In a contemporary Somali village, young Hasan promises his mother a feast while his father is away working in the city. Trouble is, there isn’t any food in the pantry. Hasan runs to the local mosque, and with the help of the imam and various (semi-unwitting) villagers and mosque goers, puts together the promised feast along the lines of the classic Stone Soup fable.

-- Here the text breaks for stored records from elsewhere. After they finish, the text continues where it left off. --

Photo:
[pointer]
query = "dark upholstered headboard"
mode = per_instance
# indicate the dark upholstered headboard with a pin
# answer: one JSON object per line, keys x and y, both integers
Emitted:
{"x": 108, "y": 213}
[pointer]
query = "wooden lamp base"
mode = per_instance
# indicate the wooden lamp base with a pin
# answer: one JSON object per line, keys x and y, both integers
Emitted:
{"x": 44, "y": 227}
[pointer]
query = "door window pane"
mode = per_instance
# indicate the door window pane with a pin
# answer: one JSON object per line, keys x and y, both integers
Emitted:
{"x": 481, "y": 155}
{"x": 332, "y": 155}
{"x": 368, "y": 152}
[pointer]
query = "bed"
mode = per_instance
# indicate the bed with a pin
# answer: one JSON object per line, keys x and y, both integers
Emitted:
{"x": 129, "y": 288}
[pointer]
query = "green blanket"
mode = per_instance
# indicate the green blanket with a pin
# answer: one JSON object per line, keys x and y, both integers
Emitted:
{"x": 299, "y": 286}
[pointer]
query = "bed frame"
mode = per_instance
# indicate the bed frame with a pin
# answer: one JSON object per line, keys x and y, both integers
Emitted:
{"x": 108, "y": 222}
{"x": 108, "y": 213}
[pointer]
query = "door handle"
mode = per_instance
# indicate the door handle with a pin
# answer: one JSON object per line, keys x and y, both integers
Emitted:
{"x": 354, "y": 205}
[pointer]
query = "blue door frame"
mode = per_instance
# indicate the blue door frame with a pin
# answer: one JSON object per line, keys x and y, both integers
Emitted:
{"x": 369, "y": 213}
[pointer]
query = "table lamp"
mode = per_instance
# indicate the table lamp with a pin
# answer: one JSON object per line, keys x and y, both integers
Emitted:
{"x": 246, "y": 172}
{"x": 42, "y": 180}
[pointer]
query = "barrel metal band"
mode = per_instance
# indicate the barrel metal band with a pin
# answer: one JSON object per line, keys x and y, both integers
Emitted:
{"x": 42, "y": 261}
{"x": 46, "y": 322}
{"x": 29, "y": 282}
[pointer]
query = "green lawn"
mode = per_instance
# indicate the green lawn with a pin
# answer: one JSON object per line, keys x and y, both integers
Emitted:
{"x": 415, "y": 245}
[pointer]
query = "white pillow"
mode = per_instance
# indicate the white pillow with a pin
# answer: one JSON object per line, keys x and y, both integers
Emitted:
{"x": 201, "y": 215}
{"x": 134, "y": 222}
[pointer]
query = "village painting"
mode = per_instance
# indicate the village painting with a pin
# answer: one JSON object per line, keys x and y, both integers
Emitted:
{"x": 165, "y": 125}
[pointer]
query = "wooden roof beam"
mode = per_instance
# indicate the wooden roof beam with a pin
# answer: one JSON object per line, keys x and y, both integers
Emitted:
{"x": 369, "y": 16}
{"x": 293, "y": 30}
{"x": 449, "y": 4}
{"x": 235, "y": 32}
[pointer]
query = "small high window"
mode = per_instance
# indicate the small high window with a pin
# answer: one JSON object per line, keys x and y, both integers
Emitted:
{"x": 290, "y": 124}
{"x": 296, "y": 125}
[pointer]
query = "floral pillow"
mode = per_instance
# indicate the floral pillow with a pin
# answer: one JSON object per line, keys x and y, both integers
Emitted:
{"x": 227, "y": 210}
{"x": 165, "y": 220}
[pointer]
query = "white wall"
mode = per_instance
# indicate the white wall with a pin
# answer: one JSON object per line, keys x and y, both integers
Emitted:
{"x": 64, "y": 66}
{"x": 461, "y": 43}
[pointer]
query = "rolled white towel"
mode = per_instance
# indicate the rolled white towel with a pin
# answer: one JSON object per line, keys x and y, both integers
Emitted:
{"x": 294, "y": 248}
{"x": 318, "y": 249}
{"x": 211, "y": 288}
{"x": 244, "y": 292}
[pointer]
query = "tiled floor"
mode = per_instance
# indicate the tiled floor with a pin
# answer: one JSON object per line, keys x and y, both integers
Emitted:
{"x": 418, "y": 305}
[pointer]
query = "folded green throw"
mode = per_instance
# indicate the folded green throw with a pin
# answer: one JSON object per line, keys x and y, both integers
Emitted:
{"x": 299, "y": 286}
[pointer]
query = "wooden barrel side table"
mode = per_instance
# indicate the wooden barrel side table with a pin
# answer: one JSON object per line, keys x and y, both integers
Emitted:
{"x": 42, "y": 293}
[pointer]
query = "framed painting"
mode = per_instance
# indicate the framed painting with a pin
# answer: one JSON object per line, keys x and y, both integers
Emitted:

My ten year-old loved this book, rating it a solid 5 stars, but I spent most of my time either chuckling or exclaiming over what a grifter Hasan was being. I remember the original fable involving a peddler finessing a town into sharing their individual ingredients for the common good, thereby teaching them a necessary lesson about working together (or socialism, if you will.) This book had the same basis but a narrower focus: Hasan isn’t trying to feed a village, he’s trying to impress his mom. Fortunately for him, his village is willing to go along with it, in the way of any mosque-focused community looking for an excuse to come together and have a feast.

And that, I thought, was the largest part of this book’s charm, the way it displayed the generosity and spirit of a Muslim village humoring a boy who loves his mother, while feeding the community. It showcases a trust in God’s will via the good-heartedness of one’s neighbors, all through a simple tale that riffs off of a familiar fable. Amina Khan’s expressive illustrations suit the story perfectly, evoking a Somali village and its inhabitants with joyful cartoon imagery well-suited for the book’s target audience.

Bismillah Soup was a lovely buddy read to celebrate Raya/Eid with my kids, and I’m grateful to my sister for giving it to my eldest as part of his Raya present, especially since I’ve told him I won’t be buying him any more books till he picks up the ones he’s scattered all over the house and places them neatly in his room, which he’ll hopefully tidy up, too. Optimism dies hard in my family.

Bismillah Soup by Asmaa Hussein & Amina Khan was published January 1st 2015 by Ruqaya’s Bookshelf and is currently out of print (tho hopefully that will change soon!)